Hi,
I’ve been married for 8 years now and it’s been stale for a while. A few years ago I found out he’d been talking about really personal information about our relationship with another woman on messenger, a facebook friend. I found out, he begged for forgiveness but then I found out he’d done again. Only going to counselling stopped me from leaving that time. Although I feel sure that he just saw her as someone to talk too, or at least that’s what he says. The marriage has never been the same since though as I lost trust in him.
It’s been some time since I felt any real love and care from him. When I threaten to leave them he tries to get me to stay and makes promises that he doesn’t keep.
We have a 7 year old though who loves his dad.
My husband isn’t horrible, life is ok, we have a lovely home. I feel so lonely though.

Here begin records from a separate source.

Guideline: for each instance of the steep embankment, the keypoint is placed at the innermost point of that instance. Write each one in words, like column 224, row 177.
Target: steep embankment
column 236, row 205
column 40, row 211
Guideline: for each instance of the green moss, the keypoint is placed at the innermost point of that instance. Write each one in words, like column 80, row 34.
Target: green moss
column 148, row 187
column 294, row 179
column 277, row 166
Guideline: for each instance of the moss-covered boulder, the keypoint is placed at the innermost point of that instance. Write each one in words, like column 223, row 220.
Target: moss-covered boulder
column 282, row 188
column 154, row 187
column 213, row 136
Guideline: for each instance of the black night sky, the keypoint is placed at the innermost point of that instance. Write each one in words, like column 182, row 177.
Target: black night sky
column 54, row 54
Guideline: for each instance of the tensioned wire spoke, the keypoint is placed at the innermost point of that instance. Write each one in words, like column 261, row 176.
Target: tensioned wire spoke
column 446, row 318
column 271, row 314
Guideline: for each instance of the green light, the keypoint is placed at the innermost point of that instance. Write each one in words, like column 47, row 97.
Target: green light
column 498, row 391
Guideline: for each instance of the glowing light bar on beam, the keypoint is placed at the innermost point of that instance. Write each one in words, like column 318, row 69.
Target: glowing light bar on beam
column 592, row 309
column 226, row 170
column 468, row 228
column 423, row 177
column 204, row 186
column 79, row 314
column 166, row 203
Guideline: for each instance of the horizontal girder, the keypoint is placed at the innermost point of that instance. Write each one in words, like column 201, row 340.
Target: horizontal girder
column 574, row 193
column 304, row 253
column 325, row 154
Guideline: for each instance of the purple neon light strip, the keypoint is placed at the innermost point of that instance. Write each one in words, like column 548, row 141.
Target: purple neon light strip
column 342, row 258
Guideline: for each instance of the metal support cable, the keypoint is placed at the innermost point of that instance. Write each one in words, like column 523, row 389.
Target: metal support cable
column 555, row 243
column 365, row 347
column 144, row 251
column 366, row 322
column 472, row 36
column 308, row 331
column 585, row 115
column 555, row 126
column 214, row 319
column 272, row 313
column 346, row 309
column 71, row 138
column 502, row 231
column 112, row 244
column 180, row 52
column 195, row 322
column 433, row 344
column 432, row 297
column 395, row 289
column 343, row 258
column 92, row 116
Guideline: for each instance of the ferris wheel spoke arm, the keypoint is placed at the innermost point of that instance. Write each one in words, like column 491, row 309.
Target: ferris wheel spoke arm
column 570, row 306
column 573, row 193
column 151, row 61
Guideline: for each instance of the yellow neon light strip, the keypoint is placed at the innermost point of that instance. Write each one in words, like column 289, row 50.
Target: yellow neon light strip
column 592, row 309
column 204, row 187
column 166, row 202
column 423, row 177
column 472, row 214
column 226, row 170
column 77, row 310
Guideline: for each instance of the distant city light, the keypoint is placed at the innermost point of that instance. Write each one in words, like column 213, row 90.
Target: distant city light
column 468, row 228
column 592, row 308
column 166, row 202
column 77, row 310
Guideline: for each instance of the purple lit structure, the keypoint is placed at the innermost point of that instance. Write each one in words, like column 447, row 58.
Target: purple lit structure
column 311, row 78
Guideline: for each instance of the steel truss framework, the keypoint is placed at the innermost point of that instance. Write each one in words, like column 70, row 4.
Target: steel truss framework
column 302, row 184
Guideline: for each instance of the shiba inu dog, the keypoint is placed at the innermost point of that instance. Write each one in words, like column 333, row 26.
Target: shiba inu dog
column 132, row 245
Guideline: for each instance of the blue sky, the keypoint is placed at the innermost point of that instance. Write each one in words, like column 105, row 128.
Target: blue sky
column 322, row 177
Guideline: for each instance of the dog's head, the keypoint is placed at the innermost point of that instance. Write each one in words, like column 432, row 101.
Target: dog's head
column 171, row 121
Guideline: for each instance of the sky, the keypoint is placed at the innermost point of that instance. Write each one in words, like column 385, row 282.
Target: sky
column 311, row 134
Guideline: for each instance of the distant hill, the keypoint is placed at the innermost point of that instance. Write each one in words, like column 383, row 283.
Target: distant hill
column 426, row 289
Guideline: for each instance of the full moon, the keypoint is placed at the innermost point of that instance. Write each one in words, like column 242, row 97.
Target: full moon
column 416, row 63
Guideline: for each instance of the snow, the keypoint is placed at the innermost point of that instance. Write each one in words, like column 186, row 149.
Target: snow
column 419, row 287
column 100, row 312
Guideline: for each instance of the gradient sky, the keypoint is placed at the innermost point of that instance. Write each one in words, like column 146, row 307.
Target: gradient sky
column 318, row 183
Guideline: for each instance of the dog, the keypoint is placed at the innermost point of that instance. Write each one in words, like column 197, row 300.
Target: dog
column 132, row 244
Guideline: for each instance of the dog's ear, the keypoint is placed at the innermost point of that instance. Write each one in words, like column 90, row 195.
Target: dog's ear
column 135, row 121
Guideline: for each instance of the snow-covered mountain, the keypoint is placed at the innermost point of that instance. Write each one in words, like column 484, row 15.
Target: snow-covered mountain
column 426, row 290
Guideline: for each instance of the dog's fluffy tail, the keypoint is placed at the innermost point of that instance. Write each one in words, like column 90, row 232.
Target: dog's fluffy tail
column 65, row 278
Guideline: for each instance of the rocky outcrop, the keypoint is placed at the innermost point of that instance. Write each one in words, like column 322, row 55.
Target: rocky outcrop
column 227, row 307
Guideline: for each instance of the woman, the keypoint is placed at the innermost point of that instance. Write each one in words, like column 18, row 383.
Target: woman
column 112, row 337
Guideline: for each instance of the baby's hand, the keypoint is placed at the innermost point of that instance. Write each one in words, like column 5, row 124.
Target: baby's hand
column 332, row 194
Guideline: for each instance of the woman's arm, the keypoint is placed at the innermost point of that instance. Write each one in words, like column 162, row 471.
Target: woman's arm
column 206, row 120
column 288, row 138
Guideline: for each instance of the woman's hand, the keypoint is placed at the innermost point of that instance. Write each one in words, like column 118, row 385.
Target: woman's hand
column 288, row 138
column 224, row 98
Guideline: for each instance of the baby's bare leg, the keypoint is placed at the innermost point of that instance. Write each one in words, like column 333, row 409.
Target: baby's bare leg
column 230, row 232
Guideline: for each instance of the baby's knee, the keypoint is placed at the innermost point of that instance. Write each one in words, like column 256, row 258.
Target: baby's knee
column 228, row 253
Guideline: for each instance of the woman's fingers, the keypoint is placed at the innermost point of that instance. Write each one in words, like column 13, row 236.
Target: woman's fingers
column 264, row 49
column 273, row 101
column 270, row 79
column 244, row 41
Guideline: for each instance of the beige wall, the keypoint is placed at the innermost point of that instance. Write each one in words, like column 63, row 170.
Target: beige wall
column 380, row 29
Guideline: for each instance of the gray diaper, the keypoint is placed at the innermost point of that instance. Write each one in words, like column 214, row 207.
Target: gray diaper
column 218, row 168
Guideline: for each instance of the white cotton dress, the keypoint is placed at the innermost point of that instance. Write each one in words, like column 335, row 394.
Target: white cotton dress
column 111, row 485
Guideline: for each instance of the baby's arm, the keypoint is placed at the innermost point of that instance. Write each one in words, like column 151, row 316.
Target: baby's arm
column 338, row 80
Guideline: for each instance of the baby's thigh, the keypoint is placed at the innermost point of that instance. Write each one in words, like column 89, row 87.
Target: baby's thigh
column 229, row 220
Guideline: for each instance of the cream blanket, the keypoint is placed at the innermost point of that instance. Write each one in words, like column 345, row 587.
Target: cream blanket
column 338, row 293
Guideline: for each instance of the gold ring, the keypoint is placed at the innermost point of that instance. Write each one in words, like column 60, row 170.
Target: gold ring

I’m scared of losing the security, my home and of course hurting my little boy.
I work full time but my career has been held back as he has always earned more and we move abroad etc to improve his salary at the detriment of mine.
We live in a house that Ill never be able to afford by myself, the house is in his name as I was a sahm when it was bought and didn’t have an income. I won’t be able to get a mortgage myself as I am nearly 50 now.
I just feel that I’ll be throwing my whole life and security away. I don’t know how I can continue with a marriage when he’s an emotional brick wall.
Has anyone else been in the same position and can offer advice?